Sans être trop regardant sur les détails, l’on peut dire que ce défilé des présidentiables de 2019 a bien mérité notre déplacement: alignés devant nous pour ce grand oral, il leur a fallu improviser leurs réponses et, donc, faire montre d’une bonne connaissance des sujets ayant trait aux prérogatives du locataire du Palais de Carthage.

Rappelons que les prétendants à la magistrature suprême savaient les chapitres sur lesquels ils allaient être interrogés mais n’avaient aucune connaissance des questions précises que nos six confrères journalistes allaient leur poser.

Plus de la moitié des candidats ont montré les limites de leurs aptitudes

Indéniablement, ce type d’exercice présente l’avantage de permettre au public des téléspectateurs – les convaincus aussi bien que les indécis – de procéder à une présélection, c’est-à-dire à l’élimination de certains candidats dont la prestation a été maladroite, peu convaincante ou désastreuse.

En effet, le contexte inhabituel dans lequel ils étaient obligés d’évoluer a déstabilisé plus de la moitié des candidats et ainsi révélé les limites de leurs aptitudes. La bouche pâteuse, la transpiration frontale excessive ou le bégaiement – et la réponse approximative ou déplacée qui les accompagne – sont des signes qui ne trompent pas: ils traduisent l’impréparation du candidat et son incapacité à faire face à la pression du direct et à la question imprévue.

Une certaine désinvolture, un excès d’assurance ou un aplomb trop affiché trahissent, eux aussi, un manque de confiance en soi: le candidat cherche à convaincre par l’allure et le geste, en lieu et place des idées et des mots forts et probants…

L’agressivité, alors qu’il n’y a aucune confrontation, les écarts, pour rappeler coûte que coûte son appartenance idéologique ou son indépendance politique, eux non plus, n’ont pas lieu d’être…

A ce jeu des Q&R, rien ne peut valoir la posture du juste-milieu, c’est-à-dire celle du candidat convaincu par ses idées, sûr de lui-même, de son expérience de l’exercice du pouvoir et de ce qu’il entend entreprendre durant les cinq années à venir.

Si l’on applique les quelques critères susmentionnés, pour l’électeur tunisien indécis qui a pris sur son temps pour écouter et voir les 24 candidats, ces trois séances de casting lui auront servi à éliminer une bonne quinzaine de prétendants.

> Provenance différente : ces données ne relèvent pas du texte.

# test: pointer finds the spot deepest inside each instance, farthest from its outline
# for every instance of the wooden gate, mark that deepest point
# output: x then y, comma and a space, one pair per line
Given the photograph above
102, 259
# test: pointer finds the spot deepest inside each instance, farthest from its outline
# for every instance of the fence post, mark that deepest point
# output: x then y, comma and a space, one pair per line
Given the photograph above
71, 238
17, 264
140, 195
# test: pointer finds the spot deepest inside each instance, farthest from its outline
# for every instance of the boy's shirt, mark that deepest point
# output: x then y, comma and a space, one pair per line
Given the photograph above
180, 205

La réussite des élections ne nourrit pas son homme

Au final, il ne resterait plus que six ou sept candidats qui ont plus ou moins réussi ce premier examen de passage de la présidentielle 2019 et se sont démarqués du lot. La suite de la campagne, c’est-à-dire les quatre jours à venir, déterminera l’issue du scrutin du 15 septembre.

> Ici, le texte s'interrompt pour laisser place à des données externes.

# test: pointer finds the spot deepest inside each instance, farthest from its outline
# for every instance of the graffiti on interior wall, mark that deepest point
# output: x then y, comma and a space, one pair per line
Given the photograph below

Ce jour-là, on aura oublié celui d’entre les candidats qui s’est trompé sur le nombre d’ambassades tunisiennes en Afrique, sur le nombre de Tunisiens résidant en France; celui qui prétend qu’il est bon pour le prochain président de la Tunisie de parler à la reine Elizabeth II de Dickens (anglais) et d’Hemingway (américain !); celui qui accuse gratuitement son «voisin de gauche» de corruption sans aucune preuve; celui qui souhaite que son prénom avec toutes ses longueurs – et dont il est particulièrement fier ! – soit lu comme il faut, etc.

Bref, ce jour-là, on retiendra l’essentiel, à savoir que la Tunisie a été capable d’organiser en cinq ans cinq scrutins nationaux libres et transparents. Et elle les a tous réussis. Cette année, notre pays s’est promis de tenir deux autres élections et parions qu’elles seront conformes aux mêmes standards.

Bien sûr, la réussite de nos élections et leur honnêteté ne nourrissent pas leur homme. Attendons, un peu plus encore, que les femmes et les hommes que nous choisirons comprennent que le temps presse et qu’ils ont pour mission urgente de remplir l’autre moitié vide du verre.